Lay Llamas


Heading into Nicola Giunta’s second outing for Rocket there’s a sense that the Italian artist has reached further and deeper than he has previously under the Lay Llamas moniker. Where his previous outing saw fit to ruminate in the Krautrock kiddie pool, Thuban embraces an immersive psychedelic experience, roping in African polyrhythms, snaking Thai funk, German Progressive sweat and late ‘90s UK psych-pop. The tapestry he weaves out of those pieces makes it clear that Giunta’s record shelf runs deep, and while emulating (and to some extent, yes, appropriating) these sounds can often place an artist on a precarious perch, Giunta layers his influences like samples, finding the common threads in his preferred sounds and tightening the seams until they fit snug.

Given his curatorial bent and label affiliation it should come as little surprise that there is a crossover kinship between Giunta and Goat. The bands met while playing shows together and hit it off well enough for Giunta to snag a vocal contribution from band members on “Altair,” a tack that can’t help but sound like Goat as a result. Though the album is largely Giunta’s own, having parted ways with Lay Llamas previous steady vocalist Gioele Valenti, there’s a collaborative air to the record that accentuates its patchwork quality. Aside from the aforementioned Goat drop in, Mark Stewart of The Pop Group and members of Clinic also find their way to the grooves of Thuban and Giunta makes the most of the input of his influences.
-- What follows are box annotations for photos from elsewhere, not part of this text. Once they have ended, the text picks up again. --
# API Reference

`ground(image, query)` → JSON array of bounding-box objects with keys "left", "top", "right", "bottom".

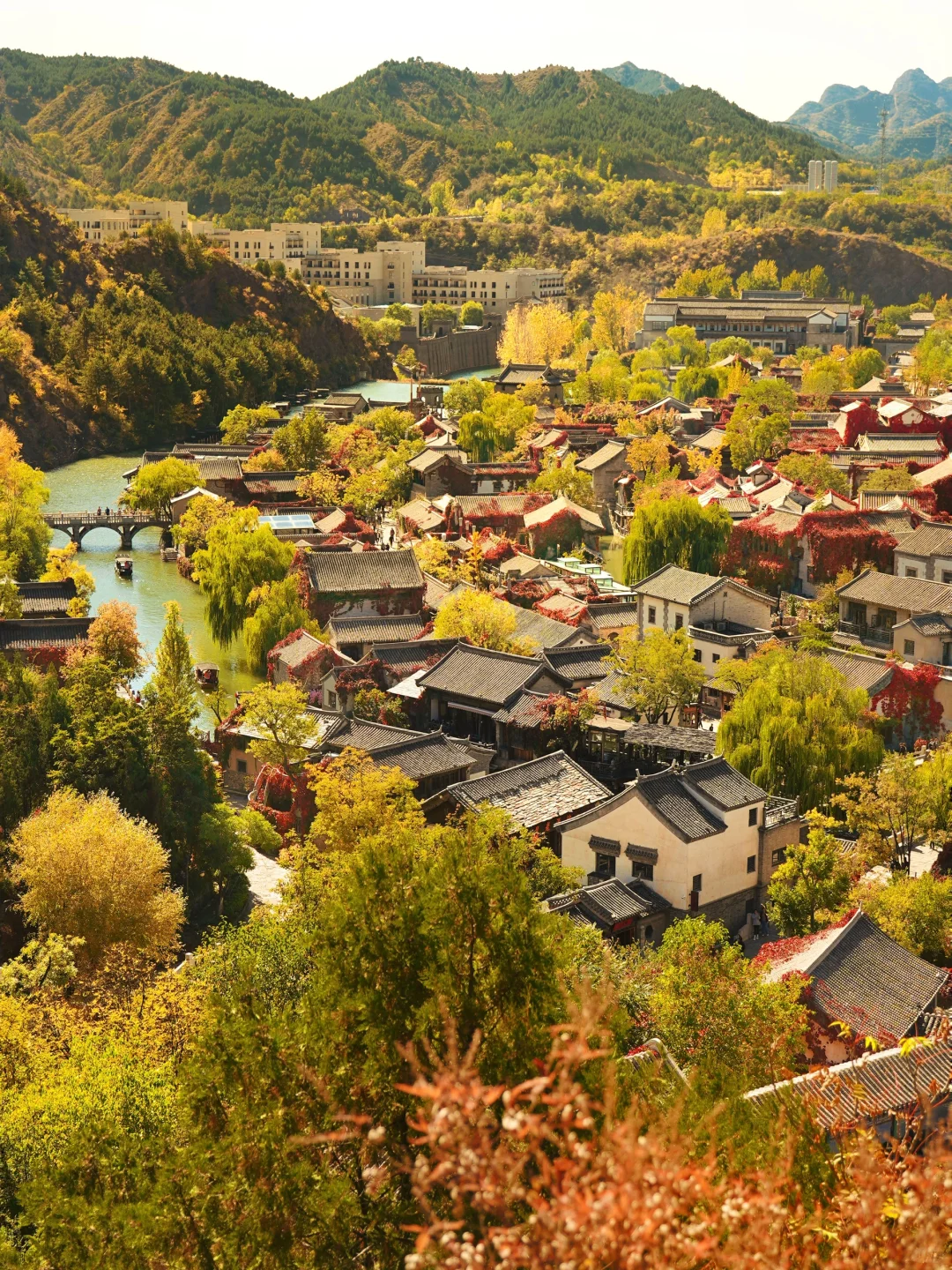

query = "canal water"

[
  {"left": 46, "top": 453, "right": 260, "bottom": 728},
  {"left": 38, "top": 369, "right": 494, "bottom": 728}
]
Unlike his Swedish counterparts who might take it a step too far in the cosplay department, trying on their inspirations in full regalia, Lay Llamas have created an album that’s obsessed with the cornucopia of sounds blooming from the subcontinent but crafting that interest into a collage rather than an homage. The record winds up dark and danceable, brooding, apocalyptic and shambolic. With Thuban the band has succeeded in marrying the deep crates of Andy Votel’s Finder’s Keepers label with the sound-sculpture progressive pop of The Beta Band. More than just a sum of its parts though, the record works these into a flow that’s cinematic in its approach, never sticking too hard on one particular facet of the sounds he’s clipping and arcing from pop sunrise to a danger-imbued sunset by the album’s close. Thuban elevates Lay Llamas beyond the ones to watch pile and into endless repeat bin for all time.